Tips & Guide

Kepribadian Anda Berdasarkan Gaya Selfie yang Sering Dilakukan

[Foto: Pexels.com]
[Foto: Pexels.com]
Kita semua tahu bahwa generasi milenial, yakni kita yang berada dalam rentang usia 18 hingga 34 tahun, adalah generasi yang nyaris mustahil dipisahkan dari smartphone. Selain untuk berkomunikasi, smartphone sangat penting untuk menunjang aktivitas sehari-hari, seperti mendapatkan transportasi untuk berangkat dan pulang kerja, membalas e-mail dan komentar di media sosial, menonton video, menulis blog, membaca berita, mendengar musik, dan masih banyak lagi.

Jika smartphone kehabisan baterai dan mati, kita pasti kalang kabut. Seperti yang saya alami hari ini, misalnya. Ponsel saya mati, dan saya “terjebak” di mall karena tak bisa memanggil Uber atau Grab untuk pulang! Namun ada hal lain yang bisa bikin Anda bete kalau smartphone mati, apalagi ketika sedang kumpul dengan teman atau jalan-jalan ke tempat eksotis. Tentu saja, Anda tak bisa mengambil selfie!

Fenomena selfie memang sedang “menyerang” generasi milenial, khususnya mereka yang berada di rentang usia mapan (antara 29 – 34 tahun), yang menurut survei ternyata merupakan kelompok yang paling sering berfoto selfie dibandingkan milenial yang berusia lebih muda. Menurut survei tersebut, 85 persen generasi milenial suka berfoto selfie, dan banyak dari mereka bahkan ber-selfie lebih dari lima kali sehari!

Menurut studi yang dilakukan di tahun 2014, mereka yang terlalu sering selfie berpotensi menunjukkan gejala penyakit mental, seperti gangguan dismorfik tubuh atau gangguan obsesif kompulsif (OCD).

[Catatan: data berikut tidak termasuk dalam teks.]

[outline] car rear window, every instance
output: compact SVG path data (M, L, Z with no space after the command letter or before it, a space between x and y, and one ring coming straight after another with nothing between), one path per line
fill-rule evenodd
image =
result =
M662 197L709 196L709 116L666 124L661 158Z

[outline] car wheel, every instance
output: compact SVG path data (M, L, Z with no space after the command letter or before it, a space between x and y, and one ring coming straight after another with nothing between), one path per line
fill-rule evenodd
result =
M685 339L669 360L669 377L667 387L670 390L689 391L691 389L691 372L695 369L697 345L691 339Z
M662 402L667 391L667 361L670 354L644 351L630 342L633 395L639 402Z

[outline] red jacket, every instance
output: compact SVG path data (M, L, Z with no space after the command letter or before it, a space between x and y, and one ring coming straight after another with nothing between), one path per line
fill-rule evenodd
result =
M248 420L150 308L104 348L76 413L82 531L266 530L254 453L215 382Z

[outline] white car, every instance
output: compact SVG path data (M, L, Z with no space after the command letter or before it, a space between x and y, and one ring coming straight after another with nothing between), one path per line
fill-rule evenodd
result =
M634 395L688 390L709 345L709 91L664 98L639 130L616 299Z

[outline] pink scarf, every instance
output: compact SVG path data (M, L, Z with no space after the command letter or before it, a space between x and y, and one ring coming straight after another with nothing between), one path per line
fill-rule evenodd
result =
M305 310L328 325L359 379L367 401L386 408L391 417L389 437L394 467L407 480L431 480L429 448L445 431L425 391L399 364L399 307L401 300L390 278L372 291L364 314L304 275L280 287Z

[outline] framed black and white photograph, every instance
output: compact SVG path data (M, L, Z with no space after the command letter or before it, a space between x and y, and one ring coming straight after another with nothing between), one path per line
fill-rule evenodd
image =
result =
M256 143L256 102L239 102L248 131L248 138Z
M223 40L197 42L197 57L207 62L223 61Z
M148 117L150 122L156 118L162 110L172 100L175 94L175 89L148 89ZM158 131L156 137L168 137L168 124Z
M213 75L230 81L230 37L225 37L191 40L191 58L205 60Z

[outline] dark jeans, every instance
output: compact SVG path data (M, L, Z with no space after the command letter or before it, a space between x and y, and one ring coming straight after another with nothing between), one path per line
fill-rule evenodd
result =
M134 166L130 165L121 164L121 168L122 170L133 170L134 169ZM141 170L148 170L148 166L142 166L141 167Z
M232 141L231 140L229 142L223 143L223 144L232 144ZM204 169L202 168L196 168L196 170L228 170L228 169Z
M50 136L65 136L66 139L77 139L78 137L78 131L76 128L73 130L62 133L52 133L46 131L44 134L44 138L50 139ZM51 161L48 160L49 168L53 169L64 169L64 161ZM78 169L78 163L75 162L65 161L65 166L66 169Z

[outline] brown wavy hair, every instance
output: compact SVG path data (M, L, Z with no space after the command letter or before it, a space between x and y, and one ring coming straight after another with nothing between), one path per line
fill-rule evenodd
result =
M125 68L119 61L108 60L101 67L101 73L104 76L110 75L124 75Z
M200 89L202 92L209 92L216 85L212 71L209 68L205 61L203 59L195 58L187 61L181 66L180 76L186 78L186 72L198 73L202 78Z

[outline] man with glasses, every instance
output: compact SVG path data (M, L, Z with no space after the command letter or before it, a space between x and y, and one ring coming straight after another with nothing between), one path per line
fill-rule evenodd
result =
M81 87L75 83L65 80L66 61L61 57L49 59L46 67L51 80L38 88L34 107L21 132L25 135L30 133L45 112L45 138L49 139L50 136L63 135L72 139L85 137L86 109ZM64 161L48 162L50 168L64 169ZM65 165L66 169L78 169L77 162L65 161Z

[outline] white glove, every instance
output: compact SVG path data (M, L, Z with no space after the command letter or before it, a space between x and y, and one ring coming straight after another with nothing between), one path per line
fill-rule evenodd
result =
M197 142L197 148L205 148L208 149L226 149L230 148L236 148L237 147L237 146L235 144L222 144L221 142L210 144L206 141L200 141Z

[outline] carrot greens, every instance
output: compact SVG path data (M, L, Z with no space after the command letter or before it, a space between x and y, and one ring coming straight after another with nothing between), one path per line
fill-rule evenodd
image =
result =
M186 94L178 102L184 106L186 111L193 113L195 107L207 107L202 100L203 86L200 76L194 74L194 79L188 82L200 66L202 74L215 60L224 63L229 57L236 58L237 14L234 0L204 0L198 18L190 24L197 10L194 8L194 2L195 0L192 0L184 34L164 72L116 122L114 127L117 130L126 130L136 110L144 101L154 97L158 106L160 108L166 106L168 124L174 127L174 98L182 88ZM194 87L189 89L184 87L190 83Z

Peneliti lain menghubungkan selfie dengan psikologi, dan mengambil terlalu banyak selfie bisa mengindikasikan seseorang memiliki kecenderungan narsis, terisolir dan bahkan berpotensi bunuh diri.

Karena kebiasaan selfie yang begitu fenomenal ini, banyak ilmuwan dari seluruh dunia yang tergelitik untuk melakukan survei lain yang mengungkapkan hubungan antara kebiasaan selfie dengan kepribadian seseorang.

Penelitian yang dilakukan oleh sejumlah ilmuwan di Universitas Nanyang Singapura mempelajari 13 aspek selfie: apakah orang tersebut berpose “duckface,” tersenyum lebar dengan bibir terkatup rapat, melihat lurus ke kamera, memperlihatkan sisi emosional yang positif, memegang ponsel atau kamera dalam sudut yang tinggi atau rendang, menunjukkan seluruh bagian wajah, menunjukkan lokasi, dan apakah fotonya diedit atau dipercantik.  Berikut hasilnya:

Mereka yang sering selfie dengan pose “duckfacealias bibir monyong ditengarai memiliki emosi yang tak stabil dan kemungkinan menderita gangguan terkait stres dan depresi, menurut riset yang dilakukan Universitas Nanyang di Singapura.

Mereka yang tidak memberi informasi mengenai lokasi pada selfie-nya merupakan orang yang sangat hati-hati dan ketat dalam menjaga privasinya.

Mereka yang mengambil foto selfie dari sudut yang rendah mencerminkan sifat yang ramah dan positif.

Mereka yang sering tersenyum atau tertawa ketika selfie adalah orang-orang yang terbuka dengan pengalaman baru dan punya rasa ingin tahu yang bear.

Pria yang terlalu banyak selfie dan fotonya banyak diedit menunjukkan potensi gangguan kejiwaan alias psikopat.

Pria dan wanita yang mengunggah banyak foto selfie menunjukkan kepribadian ekstrovert dan gemar bersosialisasi. Mereka ingin membentuk citra dan memamerkan dirinya dalam lingkup sosialnya, menurut sebuah penelitian lain. Penelitian ini mengungkap bahwa menunggah selfie tak ada hubungannya dengan citra diri seseorang. Pria dan wanita yang memiliki ego besar atau citra diri lemah cenderung jarang mengunggah foto selfie.